Ce fut donc votre source d’inspiration ?

Cette histoire, bien qu’ancienne, est toujours la nôtre. Elle parle de solidarité, de responsabilité collective et de dignité humaine. Il s’agit des valeurs fondamentales que le Conseil des Migrants Subsahariens au Maroc (C.M.S.M.) porte depuis 20 ans. Depuis deux décennies, notre association se bat pour que plus jamais un être humain ne soit contraint à l’injustice, à la faim ou à l’exclusion simplement parce qu’il est migrant, pauvre ou sans voix. Nous avons appris que la migration n’est pas un crime, mais une quête de vie, de dignité et d’avenir. Comme le rappelait Nelson Mandela : « Être libre, ce n’est pas seulement se débarrasser de ses chaînes, c’est vivre d’une manière qui respecte et renforce la liberté des autres ». Au Conseil, notre engagement est de fournir un soutien aux migrants et réfugiés par le biais d’une série d’objectifs stratégiques soigneusement élaborés, visant à promouvoir leur intégration et leur développement durable.

Qu’en est-il vers des pays d’origine et de départ des migrants ?

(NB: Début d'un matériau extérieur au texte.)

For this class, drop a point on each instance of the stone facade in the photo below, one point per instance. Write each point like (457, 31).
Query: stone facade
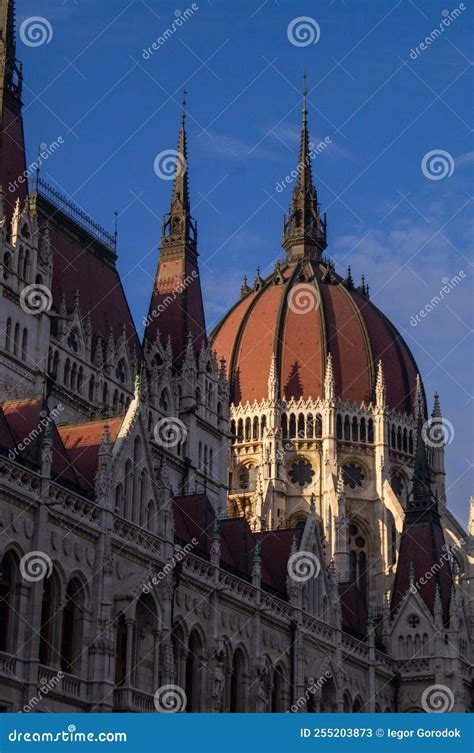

Au Conseil des Migrants Subsahariens au Maroc, nous croyons que la solution durable aux défis migratoires commence dans les communautés d’origine. Nos expériences, nos connaissances et notre expertise en matière de gouvernance associative, de protection sociale, de formation, et de dialogue interculturel doivent désormais servir de modèle et d’inspiration à d’autres initiatives locales en Afrique subsaharienne. Le C.M.S.M. veut ainsi devenir un pont humain et institutionnel entre le Nord et le Sud mais surtout entre les pays du Sud eux-mêmes, en renforçant la coopération, la co-construction et la transmission des savoirs. Pour finir, je paraphraserai Cheikh Anta Diop qui disait que le développement d’un peuple ne peut se concevoir qu’à partir de sa propre conscience et de sa propre humanité. Nous voulons implanter cette conscience collective dans nos pays d’origine.